Damon thought it would not be the first time that a bastard son, rascally in his youth, had become the prop and mainstay of a father who had lost his other children. He hoped for Dom Esteban’s sake, and for Dezi’s own, that it might prove to be so.

He joined Andrew and Callista, saying, “Will you come with me to the chapel, to see what has been done with Domenic? If all is seemly, we can spare our father this, and Ellemir. Ferrika has put her to bed. She knew Domenic best… there is no need to harrow her feelings more.”

The chapel was in the deepest part of the Comyn Castle, carved from the living rock of the mountain on which it stood. It had the cold, earthy chill of an underground cavern.

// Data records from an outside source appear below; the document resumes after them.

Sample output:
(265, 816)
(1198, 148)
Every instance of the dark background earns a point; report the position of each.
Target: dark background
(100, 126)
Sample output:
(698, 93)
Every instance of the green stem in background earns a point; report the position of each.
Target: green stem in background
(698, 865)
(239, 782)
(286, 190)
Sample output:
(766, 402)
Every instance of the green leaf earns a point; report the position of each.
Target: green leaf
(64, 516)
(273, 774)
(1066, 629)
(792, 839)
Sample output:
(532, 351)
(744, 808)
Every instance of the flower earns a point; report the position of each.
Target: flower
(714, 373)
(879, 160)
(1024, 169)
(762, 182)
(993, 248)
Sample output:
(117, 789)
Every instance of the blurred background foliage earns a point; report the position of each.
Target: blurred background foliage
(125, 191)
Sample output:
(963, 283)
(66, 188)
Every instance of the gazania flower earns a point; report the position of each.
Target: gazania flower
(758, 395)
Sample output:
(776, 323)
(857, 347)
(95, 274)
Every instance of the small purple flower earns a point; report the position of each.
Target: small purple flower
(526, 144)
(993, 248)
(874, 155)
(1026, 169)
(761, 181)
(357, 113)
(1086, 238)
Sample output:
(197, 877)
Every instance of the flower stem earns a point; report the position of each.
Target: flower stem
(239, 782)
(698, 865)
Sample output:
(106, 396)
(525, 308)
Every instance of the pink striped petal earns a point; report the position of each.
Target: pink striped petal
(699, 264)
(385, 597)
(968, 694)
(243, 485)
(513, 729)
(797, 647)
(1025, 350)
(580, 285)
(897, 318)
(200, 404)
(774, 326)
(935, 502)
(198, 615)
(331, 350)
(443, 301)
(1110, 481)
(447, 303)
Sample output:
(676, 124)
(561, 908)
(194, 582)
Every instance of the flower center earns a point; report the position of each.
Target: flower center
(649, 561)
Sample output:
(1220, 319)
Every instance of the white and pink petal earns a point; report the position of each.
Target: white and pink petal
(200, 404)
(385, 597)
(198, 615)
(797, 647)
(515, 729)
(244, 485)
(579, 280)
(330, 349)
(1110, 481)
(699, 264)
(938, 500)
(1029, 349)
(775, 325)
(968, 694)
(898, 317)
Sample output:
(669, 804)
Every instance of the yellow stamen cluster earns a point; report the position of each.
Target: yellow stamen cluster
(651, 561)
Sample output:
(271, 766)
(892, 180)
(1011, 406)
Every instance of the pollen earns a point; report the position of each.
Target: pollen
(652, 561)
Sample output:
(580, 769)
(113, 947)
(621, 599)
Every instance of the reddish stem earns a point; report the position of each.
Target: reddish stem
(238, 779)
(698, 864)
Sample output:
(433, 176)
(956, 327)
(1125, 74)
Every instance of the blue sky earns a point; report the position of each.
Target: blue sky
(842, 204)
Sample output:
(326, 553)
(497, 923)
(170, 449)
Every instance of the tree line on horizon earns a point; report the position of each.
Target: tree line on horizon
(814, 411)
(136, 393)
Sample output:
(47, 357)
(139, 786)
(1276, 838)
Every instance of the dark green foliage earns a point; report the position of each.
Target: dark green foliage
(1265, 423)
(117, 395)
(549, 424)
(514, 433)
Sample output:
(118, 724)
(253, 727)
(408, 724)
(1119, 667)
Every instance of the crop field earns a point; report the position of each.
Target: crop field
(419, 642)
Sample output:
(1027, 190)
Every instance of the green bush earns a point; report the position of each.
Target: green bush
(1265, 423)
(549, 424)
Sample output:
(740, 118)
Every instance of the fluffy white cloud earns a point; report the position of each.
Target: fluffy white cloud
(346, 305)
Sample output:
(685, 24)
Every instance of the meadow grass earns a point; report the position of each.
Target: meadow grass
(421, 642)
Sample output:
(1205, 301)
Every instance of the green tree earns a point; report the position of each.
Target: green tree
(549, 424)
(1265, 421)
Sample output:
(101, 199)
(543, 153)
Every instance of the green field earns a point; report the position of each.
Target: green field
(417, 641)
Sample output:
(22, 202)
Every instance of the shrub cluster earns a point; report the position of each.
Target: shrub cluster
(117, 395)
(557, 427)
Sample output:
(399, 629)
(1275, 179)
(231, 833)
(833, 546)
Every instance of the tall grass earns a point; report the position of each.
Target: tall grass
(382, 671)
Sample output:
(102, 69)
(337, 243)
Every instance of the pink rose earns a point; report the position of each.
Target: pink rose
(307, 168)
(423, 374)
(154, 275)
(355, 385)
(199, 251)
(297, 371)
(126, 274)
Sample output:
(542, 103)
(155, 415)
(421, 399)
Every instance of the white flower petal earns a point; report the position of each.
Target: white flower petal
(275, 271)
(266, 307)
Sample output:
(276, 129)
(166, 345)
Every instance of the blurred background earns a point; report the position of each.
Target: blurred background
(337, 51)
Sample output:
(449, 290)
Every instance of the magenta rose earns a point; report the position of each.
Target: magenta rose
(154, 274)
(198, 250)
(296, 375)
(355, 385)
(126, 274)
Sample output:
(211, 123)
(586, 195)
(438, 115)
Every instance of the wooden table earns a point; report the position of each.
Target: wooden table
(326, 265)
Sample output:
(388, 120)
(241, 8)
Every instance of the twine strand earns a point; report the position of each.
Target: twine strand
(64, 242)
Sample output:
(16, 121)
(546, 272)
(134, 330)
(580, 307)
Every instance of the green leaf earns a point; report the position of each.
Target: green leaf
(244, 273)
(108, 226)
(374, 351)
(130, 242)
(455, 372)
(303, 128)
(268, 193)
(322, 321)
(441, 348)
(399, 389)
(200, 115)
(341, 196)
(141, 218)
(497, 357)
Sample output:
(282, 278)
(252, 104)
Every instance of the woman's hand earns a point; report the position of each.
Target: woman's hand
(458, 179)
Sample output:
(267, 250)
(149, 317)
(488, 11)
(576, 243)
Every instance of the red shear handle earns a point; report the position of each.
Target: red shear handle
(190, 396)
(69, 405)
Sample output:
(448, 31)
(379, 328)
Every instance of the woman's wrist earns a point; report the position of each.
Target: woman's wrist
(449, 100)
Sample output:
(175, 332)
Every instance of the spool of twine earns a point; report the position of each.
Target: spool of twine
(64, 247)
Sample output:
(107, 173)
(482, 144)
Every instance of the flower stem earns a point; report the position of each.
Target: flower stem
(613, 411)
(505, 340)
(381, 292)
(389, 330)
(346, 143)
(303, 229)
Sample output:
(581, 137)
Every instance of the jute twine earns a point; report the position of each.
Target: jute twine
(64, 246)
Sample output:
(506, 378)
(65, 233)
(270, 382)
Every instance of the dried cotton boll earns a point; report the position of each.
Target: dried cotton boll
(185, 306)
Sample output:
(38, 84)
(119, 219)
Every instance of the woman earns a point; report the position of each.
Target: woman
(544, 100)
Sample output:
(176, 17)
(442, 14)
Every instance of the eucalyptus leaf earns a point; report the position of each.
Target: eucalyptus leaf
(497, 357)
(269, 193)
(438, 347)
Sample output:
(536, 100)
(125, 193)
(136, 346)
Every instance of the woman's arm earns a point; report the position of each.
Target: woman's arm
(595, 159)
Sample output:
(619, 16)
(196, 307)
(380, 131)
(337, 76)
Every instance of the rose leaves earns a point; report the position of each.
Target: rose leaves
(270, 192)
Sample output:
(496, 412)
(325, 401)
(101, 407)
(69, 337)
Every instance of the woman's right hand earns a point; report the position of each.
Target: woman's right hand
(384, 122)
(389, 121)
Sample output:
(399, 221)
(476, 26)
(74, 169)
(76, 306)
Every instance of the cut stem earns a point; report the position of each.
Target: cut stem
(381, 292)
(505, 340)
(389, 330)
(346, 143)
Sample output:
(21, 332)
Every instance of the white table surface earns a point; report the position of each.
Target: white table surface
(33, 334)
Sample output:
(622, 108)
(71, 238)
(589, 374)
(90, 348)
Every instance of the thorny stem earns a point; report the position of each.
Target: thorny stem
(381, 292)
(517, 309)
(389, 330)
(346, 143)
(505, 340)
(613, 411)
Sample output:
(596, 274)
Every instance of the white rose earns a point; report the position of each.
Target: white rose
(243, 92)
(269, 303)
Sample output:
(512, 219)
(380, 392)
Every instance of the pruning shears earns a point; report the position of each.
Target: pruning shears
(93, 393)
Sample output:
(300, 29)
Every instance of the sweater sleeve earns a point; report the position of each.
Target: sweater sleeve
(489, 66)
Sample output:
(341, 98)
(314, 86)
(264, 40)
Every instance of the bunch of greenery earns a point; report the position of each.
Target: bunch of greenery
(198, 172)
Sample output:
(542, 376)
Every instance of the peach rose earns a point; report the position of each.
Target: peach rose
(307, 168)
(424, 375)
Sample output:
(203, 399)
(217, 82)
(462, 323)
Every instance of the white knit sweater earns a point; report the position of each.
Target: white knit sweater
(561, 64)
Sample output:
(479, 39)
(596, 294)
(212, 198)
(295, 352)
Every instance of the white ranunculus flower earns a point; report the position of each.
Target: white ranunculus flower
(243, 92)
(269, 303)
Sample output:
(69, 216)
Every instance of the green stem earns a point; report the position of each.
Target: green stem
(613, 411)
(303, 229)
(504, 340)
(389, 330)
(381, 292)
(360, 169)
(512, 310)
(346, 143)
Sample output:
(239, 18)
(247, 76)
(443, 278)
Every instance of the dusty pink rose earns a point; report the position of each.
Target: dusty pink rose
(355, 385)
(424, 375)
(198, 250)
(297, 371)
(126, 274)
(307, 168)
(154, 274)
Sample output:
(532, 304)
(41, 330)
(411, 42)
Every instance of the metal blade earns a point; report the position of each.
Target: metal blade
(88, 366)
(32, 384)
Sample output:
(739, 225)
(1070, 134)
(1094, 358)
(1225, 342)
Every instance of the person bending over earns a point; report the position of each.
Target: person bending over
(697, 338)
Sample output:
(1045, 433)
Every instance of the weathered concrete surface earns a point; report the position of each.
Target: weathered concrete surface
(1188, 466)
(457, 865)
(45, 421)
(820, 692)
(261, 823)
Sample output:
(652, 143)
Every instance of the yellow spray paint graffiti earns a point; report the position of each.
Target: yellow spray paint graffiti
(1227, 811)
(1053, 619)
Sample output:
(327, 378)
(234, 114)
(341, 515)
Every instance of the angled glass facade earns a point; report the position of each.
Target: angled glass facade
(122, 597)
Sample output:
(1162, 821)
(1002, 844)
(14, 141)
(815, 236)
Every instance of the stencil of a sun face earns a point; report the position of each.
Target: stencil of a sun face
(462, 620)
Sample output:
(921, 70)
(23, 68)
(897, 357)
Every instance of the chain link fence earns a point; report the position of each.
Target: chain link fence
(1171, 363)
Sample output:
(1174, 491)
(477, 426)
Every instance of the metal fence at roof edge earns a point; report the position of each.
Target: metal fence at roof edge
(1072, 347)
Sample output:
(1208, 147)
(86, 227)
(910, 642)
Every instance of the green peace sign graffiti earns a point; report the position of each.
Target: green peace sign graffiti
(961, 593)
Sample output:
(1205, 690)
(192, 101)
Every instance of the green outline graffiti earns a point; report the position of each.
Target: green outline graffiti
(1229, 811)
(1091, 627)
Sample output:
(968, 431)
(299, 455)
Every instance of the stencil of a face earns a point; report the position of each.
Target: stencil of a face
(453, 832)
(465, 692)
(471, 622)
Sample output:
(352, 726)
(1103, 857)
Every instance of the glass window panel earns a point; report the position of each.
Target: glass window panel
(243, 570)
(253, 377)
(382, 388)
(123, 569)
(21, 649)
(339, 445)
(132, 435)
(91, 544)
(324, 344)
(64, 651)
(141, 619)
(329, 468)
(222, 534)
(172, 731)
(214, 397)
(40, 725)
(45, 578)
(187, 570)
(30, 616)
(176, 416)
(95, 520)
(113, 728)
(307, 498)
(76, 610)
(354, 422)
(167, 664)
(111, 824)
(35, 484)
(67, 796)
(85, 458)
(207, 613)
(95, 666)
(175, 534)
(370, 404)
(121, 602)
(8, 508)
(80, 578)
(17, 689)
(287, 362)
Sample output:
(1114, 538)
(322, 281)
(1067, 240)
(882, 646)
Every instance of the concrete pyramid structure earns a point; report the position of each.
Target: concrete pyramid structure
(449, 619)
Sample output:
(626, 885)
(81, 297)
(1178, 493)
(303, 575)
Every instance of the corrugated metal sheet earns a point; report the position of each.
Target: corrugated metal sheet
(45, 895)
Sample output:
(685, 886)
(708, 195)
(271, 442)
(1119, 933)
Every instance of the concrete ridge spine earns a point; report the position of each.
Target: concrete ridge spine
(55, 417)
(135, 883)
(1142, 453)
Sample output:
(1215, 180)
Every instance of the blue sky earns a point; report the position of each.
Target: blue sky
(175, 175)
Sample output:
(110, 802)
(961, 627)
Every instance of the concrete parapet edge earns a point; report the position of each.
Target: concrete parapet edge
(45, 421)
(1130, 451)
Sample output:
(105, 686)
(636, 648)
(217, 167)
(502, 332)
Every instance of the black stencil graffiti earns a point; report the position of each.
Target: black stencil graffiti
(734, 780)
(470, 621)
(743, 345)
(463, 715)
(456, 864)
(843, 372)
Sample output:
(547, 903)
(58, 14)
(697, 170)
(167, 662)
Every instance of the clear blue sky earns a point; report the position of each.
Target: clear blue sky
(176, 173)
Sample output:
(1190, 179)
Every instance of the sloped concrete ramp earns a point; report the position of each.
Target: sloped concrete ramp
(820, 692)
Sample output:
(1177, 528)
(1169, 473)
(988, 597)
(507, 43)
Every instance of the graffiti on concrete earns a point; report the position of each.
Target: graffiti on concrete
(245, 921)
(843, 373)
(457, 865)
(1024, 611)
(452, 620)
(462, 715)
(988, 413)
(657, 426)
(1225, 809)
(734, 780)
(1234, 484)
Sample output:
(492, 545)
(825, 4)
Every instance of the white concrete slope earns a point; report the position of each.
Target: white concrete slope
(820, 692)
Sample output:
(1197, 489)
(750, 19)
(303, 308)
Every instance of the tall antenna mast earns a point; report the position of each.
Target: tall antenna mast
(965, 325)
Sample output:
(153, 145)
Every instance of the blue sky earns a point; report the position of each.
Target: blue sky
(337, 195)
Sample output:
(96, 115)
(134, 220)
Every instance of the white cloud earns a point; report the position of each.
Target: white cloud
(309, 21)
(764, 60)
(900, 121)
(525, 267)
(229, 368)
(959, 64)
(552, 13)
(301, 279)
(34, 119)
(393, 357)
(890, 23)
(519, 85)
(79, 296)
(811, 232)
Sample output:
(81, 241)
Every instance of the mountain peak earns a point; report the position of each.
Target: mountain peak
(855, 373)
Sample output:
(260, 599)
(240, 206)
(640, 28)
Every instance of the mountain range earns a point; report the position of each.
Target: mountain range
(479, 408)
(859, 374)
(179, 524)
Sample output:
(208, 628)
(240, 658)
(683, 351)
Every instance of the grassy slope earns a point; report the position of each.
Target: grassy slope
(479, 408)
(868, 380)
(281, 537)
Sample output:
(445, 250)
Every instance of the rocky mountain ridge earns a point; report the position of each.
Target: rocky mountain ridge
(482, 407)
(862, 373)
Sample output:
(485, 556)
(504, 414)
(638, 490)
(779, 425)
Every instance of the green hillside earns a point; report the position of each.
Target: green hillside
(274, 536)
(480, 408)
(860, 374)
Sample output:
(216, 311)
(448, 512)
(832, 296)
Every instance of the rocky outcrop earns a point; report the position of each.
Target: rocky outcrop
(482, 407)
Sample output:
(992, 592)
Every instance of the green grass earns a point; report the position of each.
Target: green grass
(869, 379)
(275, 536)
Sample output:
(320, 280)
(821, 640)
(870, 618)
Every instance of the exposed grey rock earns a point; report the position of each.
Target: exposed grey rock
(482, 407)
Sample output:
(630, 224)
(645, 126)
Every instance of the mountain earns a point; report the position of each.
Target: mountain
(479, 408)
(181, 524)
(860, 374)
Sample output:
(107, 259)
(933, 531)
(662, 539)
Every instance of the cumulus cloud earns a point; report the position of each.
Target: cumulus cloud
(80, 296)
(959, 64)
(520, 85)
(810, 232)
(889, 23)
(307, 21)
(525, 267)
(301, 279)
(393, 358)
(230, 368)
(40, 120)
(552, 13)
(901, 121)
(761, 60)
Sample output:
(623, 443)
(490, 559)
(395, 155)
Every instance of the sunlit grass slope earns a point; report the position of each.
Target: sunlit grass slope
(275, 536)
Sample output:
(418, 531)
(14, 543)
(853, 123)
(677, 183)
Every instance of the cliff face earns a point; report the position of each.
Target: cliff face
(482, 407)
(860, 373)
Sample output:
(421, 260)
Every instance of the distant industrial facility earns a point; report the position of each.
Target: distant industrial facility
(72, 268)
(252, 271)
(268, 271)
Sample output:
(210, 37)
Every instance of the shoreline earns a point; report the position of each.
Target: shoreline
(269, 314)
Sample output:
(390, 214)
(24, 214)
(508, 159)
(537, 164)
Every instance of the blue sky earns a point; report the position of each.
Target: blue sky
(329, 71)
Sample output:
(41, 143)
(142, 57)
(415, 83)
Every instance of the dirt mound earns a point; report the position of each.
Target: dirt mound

Domenic lay in the echoing silence on a long trestled bier, before the carved image Andrew could already recognize as the Blessed Cassilda, mother of the Domains. In the carved stone figure Andrew fancied be could actually see a faint likeness to Callista’s own features, and to the cold and lifeless face of the young man who lay dead.

Damon bowed his head, burying his face in his hands. Callista gently bent and kissed the cold brow, murmuring something Andrew could not hear. A dark form, crouched kneeling beside the bier, suddenly stirred and rose. It was a short, sturdily built young man, disheveled and heavy-eyed, his eyelids reddened with long weeping. Andrew knew who he must be, even before Callista held out her hands.

“Cathal, dear cousin.”

He stared at them pitifully for a moment before he found his voice. “Lady Ellemir, my lords…”

“I am not Ellemir, but Callista, cousin,” she said quietly. “We are grateful that you should have remained with Domenic till we could come. It is right there should be someone near who loved him.”

“So I felt, and yet I felt guilty, I who was his murderer—” His voice broke. Damon embraced the shaking lad.

“We all know it was mischance, kinsman. Tell me how it happened.”

The red-eyed stare was pitiable. “We were in the armory, working with wooden practice swords as we did every day. He was a better swordsman than I,” Cathal said, and his face came apart. He too, Andrew noticed, had Comyn features; “cousin” was not just politeness.

“I didn’t know I had hit him so hard, truly I didn’t. I thought he was shamming, teasing me, that he would spring up and laugh — he did that so often.” His face twisted. Damon, remembering a thousand pranks during Domenic’s cadet year, wrung Cathal’s hand. “I know, my boy.” Had the lad gone like this, uncomforted, burdened since the death?

“Tell me about it.”

“I shook him.” Cathal was white with horror. “I said, ‘Get up, you silly donkey, stop playing the fool.’ And then I took off his mask and I saw he was unconscious. But even then I didn’t think much about it — someone is always getting hurt.”

“I know, Cathal, I was knocked senseless half a dozen times in my cadet years, and look, my middle finger is still crooked where Coryn broke it with a practice sword. But what did you do then, lad?”

“I ran off to fetch the hospital officer, Master Nicol.”

“You left him alone?”

“No, his brother was with him,” Cathal said. “Dezi was putting cold water on his face, trying to bring him around. But when I came back with Master Nicol he was dead.”